Akaito tidak mau berkelit kalau adik lelaki satu-satunya itu masuk dalam kategori imut kalau soal kelakuan. Sering sekali Akaito memancing Kaito untuk merona; menggodainya saat ia kedapatan tengah berduaan dengan anak tetangga sebelah, Miku, misalnya. Belum lagi Akaito yang terkadang dibuatnya tak habis pikir dengan salah satu tingkahnya yang masih sering merajuk kala Akaito khilaf menghabiskan jatah es krim di kulkas—demi ketiak bau dosen mekanika tekniknya, Pak Gakupo, Kaito itu sudah hampir tujuh belas tahun!
Terkadang, kalau sifat manisnya Kaito sedang kumat, Akaito ingin sekali memeluk anak itu erat-erat sembari menggigiti pipinya yang mulus tanpa jejak jerawat. Sayang saja, Kaito itu sudah jadi laki-laki, sudah pernah Akaito ajak nonton film biru bersama, yang hobi main sepak bola dengan ukuran kaki yang tidak biasa. Salah-salah, bukannya senang habis dipeluk, Akaito harus berurusan dengan pihak berwajib dengan tuduhan pelecehan.
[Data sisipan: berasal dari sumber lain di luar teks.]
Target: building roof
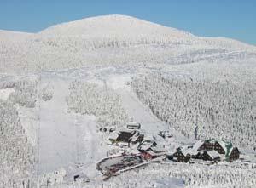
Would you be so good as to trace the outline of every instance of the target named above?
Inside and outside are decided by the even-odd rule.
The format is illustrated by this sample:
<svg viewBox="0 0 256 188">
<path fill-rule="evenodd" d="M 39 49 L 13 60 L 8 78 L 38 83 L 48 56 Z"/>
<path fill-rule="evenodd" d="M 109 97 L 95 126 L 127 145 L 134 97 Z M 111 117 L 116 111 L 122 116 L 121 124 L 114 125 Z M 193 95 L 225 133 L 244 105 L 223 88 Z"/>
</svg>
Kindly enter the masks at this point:
<svg viewBox="0 0 256 188">
<path fill-rule="evenodd" d="M 216 151 L 206 151 L 212 159 L 220 157 L 220 155 Z"/>
<path fill-rule="evenodd" d="M 205 143 L 204 140 L 198 140 L 193 145 L 193 149 L 198 151 L 198 149 Z"/>
<path fill-rule="evenodd" d="M 116 138 L 116 141 L 119 142 L 129 142 L 130 138 L 132 136 L 131 132 L 121 131 L 119 134 L 119 136 Z"/>
</svg>

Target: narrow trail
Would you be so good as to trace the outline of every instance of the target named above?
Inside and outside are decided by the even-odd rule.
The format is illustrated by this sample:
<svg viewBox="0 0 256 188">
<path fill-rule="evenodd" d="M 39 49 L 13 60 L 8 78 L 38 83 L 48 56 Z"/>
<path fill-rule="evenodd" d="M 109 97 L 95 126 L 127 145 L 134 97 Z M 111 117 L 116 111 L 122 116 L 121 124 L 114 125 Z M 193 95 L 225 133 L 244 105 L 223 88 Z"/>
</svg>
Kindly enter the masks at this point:
<svg viewBox="0 0 256 188">
<path fill-rule="evenodd" d="M 54 96 L 49 101 L 42 101 L 39 109 L 39 174 L 66 167 L 76 160 L 73 119 L 67 113 L 65 101 L 68 84 L 59 78 L 51 81 Z M 42 84 L 47 82 L 42 80 Z"/>
</svg>

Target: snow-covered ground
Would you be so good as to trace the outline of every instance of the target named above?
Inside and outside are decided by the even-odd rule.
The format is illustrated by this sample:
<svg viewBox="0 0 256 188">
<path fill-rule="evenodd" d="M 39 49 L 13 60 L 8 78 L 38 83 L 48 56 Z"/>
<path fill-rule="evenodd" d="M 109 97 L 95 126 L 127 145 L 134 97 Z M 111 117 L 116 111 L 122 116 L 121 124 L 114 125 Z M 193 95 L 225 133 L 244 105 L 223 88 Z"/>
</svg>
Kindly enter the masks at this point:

Namun, dari sekian banyak sifat Kaito yang menggemaskan, Kaito sebetulnya adalah sosok tempramental yang akan mengamuk saat perintahnya tidak dituruti. Apalagi sejak bulan lalu, selepas Akaito keluar dari rumah sakit pasca sakit tifus yang mengharuskan dirinya menginap di sana selama beberapa minggu. Kalau Akaito telat makan sedikit, pemuda berambut dan bermata biru itu akan meradang dan mengamuk sambil menjejalkan sendok berisi nasi ke mulut Akaito dengan ganas.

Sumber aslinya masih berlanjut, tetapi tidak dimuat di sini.